The Boko Haram terrorist group in Nigeria exploits women in extreme ways by kidnapping them and recruiting them to conduct suicide attacks. The group carried out 434 suicide operations between April 2011 and June 2017. Of the 338 bodies that were identified of the attackers, at least 244 were those of women, which means that at least 56 per cent of Boko Haram’s suicide operations are conducted by women. This percentage makes the group the first in history to depend primarily on women in its suicide operations.

The group adopted this strategy fewer than two months after 276 female students were kidnapped from the town of Chibok in Nigeria on 14-15 April 2014. In June of the same year, the first suicide attack by a woman took place. Countless other women were kidnapped by the group afterwards. Between 2014 and 2015, more than 2,000 girls and women were kidnapped, and in 2018 110 female students were kidnapped from a school in Dapchi in northeast Nigeria.

All these girls and women were either recruited against their will or turned into combatants and suicide attackers or sex slaves or servants after Boko Haram realised the importance of using women as assets, whether victims or attackers. It used such women as propaganda tools to draw world attention and as bargaining chips to exchange for prisoners with the Nigerian government. The women became a shocking weapon that was difficult to detect and was used to spread terror among the Nigerian people.

The role of women in Boko Haram has not been limited to slavery or suicide attacks. They also go about their traditional roles, such as marriage and having children, in addition to assuming leadership positions within the ranks of the organisation. The group has turned some women into criminals in order to buy their loyalty.

Like with other extremist and terrorist groups, enrolling women into the ranks of Boko Haram serves three main purposes: increasing its members and bridging the gap should a shortage of male fighters occur; guaranteeing the continuity of the group by providing wives for fighters and mothers for the following generations of child fighters; and providing an alluring weapon to encourage more men to join the group. 

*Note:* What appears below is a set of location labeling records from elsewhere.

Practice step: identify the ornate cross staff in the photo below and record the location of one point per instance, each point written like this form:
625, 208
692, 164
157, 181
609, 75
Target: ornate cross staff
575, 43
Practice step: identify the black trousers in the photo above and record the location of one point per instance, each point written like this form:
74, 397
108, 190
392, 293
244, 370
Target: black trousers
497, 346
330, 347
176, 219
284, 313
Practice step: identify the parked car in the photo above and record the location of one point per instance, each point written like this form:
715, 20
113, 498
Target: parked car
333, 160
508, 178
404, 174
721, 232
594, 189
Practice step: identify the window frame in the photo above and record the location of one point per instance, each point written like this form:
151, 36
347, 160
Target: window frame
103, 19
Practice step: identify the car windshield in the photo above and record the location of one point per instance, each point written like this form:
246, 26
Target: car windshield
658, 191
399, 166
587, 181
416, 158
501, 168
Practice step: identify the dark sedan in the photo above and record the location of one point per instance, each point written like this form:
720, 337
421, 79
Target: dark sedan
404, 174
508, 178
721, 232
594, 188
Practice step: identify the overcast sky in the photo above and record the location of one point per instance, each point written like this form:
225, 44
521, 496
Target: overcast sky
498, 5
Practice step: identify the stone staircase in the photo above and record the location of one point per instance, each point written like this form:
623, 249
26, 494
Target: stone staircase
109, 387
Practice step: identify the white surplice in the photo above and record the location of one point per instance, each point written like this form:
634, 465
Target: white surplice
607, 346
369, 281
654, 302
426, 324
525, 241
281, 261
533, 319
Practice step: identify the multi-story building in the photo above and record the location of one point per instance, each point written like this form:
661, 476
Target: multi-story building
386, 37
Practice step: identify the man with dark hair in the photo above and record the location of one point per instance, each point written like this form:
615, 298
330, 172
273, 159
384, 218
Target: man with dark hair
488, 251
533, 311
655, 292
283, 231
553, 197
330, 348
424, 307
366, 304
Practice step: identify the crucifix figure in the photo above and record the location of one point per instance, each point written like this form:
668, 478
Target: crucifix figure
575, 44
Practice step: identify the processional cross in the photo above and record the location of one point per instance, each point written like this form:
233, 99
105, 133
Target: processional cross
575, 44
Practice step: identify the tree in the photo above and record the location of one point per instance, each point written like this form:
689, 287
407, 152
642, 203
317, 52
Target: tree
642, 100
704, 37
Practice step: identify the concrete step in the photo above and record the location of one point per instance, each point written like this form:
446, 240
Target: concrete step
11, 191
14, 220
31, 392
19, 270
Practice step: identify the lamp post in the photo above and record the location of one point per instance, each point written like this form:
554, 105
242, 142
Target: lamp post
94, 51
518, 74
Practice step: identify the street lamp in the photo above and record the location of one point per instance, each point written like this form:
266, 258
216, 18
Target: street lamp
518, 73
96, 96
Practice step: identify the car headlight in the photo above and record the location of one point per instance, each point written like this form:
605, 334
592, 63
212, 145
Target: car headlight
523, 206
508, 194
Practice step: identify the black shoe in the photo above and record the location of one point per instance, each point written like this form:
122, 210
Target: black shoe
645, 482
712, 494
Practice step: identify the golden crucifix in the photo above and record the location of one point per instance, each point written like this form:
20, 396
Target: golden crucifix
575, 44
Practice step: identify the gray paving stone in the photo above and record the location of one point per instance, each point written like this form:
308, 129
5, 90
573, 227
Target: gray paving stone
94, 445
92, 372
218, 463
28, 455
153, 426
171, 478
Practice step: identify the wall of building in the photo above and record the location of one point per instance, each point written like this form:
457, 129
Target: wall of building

The terrorist group the Lord’s Resistance Army is one of the most violent in Africa, and it has engaged in activities ranging from street battles to kidnappings and sexual violence. Women constitute some 30 per cent of its fighters. Most of these women were either threatened with murder if they chose not to join the organisation, or they were forced to serve the militiamen and have their children who would later be trained as fighters. Some other women in the group have been trained to engage in combat, smuggle weapons or run logistical operations.

Sadly, the statistics show that the role of women in terrorist groups in Africa is on the rise. The reasons that drive women to join terrorist groups willingly, rather than being forced to do so as in the examples above, range from their desire for empowerment to revenge as a result of social deprivation or their hope to change difficult living conditions. 

For the terrorist groups, women have become an important strategic target and a main component in their structures and a significant asset. They have become a propaganda tool for the creed of violence and hatred that the terrorist organisations want to impose on the rest of the world.